That's a really great question, to which I won't be able to give a fully detailed answer (I'll be following this question to see if better answers pop up) but I've been snooping around on the docs and found out some things.
I wasn't sure whether I should post this as an answer, because it ends with a few questions of my own but since it does answer your question to some degree I decided to post this as an answer. If this is not appropriate I'm happy to move this somewhere else.
Spark configuration docs
From the configuration docs, you can see the following about spark.memory.fraction
:
Fraction of (heap space - 300MB) used for execution and storage. The lower this is, the more frequently spills and cached data eviction occur. The purpose of this config is to set aside memory for internal metadata, user data structures, and imprecise size estimation in the case of sparse, unusually large records. Leaving this at the default value is recommended. For more detail, including important information about correctly tuning JVM garbage collection when increasing this value, see this description.
So we learn it contains:
- Internal metadata
- User data structures
- Imprecise size estimation in case of sparse, unusually large records
Spark tuning docs: memory management
Following the link in the docs, we get to the Spark tuning page. In there, we find a bunch of interesting info about the storage vs execution memory, but that is not what we're after in this question. There is another bit of text:
spark.memory.fraction expresses the size of M as a fraction of the (JVM heap space - 300MiB) (default 0.6). The rest of the space (40%) is reserved for user data structures, internal metadata in Spark, and safeguarding against OOM errors in the case of sparse and unusually large records.
and also
The value of spark.memory.fraction should be set in order to fit this amount of heap space comfortably within the JVM’s old or “tenured” generation. See the discussion of advanced GC tuning below for details.
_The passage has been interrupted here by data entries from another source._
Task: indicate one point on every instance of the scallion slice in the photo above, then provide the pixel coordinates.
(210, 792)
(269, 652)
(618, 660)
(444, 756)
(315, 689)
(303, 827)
So, this is a similar explanation and also a reference to garbage collection.
Spark tuning docs: garbage collection
When we go to the garbage collection page, we see a bunch of information about classical GC in Java. But there is a section that discusses spark.memory.fraction
:
In the GC stats that are printed, if the OldGen is close to being full, reduce the amount of memory used for caching by lowering spark.memory.fraction; it is better to cache fewer objects than to slow down task execution. Alternatively, consider decreasing the size of the Young generation. This means lowering -Xmn if you’ve set it as above. If not, try changing the value of the JVM’s NewRatio parameter. Many JVMs default this to 2, meaning that the Old generation occupies 2/3 of the heap. It should be large enough such that this fraction exceeds spark.memory.fraction.
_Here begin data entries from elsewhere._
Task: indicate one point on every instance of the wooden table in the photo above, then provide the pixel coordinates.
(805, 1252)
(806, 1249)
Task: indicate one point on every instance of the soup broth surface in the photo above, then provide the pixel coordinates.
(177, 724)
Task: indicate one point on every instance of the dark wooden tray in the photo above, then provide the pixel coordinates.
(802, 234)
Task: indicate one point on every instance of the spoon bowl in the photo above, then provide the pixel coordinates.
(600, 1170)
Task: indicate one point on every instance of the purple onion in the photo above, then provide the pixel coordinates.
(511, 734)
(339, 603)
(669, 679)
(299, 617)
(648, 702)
What do I gather from this
As you have already said, the default spark.memory.fraction
is 0.6, so 40% is reserved for this "user memory". That is quite large. Which objects end up in there?
This is where I'm not sure, but I would guess the following:
- Internal metadata
- I don't expect this to be huge?
- User data structures
- This might be large (just intuition speaking here, not sure at all), and I would hope that someone with more knowledge about this would be able to give some good examples here.
- If you make intermediate structures during a map operation on a dataset, do they end up in user memory or in execution memory?
- Imprecise size estimation in the case of sparse, unusually large records
- Seems like this is only triggered in special cases, would be interesting to know where/how this gets decided.
- In some other place in the docs it is said safeguarding against OOM errors in the case of sparse and unusually large records. So it might be that this is more of a safety buffer than anything else?